From a distance the most noticeable feature on the Isle of Avalon is the Tor as She rises out of the flat Summerlands. She sits like a Great Goddess, a huge bounteous female figure in the middle of a landscape bowl or Cauldron. To see Her is to love Her. To the north the Mendip Hills form the rim of the Cauldron while smaller hills lie to the south and east. Stretching out towards the west the land is below sea level.
Her Body is bounteous, fleshy, full of dips and folds. Her large belly, hips and thighs emphasise Her full sexual nature. She is the fecund Goddess of Love, Rhiannon, Aphrodite, Venus, the Morning and the Evening Star. She is Kundalini, rising Serpent Goddess of sexual energy and wisdom. She calls all to union, at-onement with Her. She is Goddess of the waxing Moon. Experienced by women during ovulation, She is full of desire, wisdom and creative potential.
There are many legends surrounding the Tor. It is one of the Hollow Hills where the Faerie Folk now live with their Queen, forced into exile when human beings forgot to acknowledge them. It was around such a Hollow hill at Beltane, that Pwyll, King of the Summerland adoringly followed the Goddess Rhiannon, as She rode on Her white horse. No matter how fast Pwyll rode, Rhiannon always remained the same distance away from him, until he said the right words "Rhiannon, stop for me". Rhiannon was then happy to stop for him. Their love for each other became legendary.
Rhiannon of the Birds is the Virgin (meaning complete within Herself) Goddess of sexual love, tied to no man, free to love whom She chooses.

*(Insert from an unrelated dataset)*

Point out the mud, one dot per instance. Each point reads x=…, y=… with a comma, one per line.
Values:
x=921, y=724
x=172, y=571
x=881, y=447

Veiled in white She rides a white horse. She is the original powerful sexual image for all brides, now degraded in the patriarchy to symbolising a non-sexual virgin bride who loses her right to sexual freedom when she marries. She belongs to her husband. Rhiannon is also the archetype for Lady Godiva, the shameless woman who rides naked beneath a veil upon a white horse.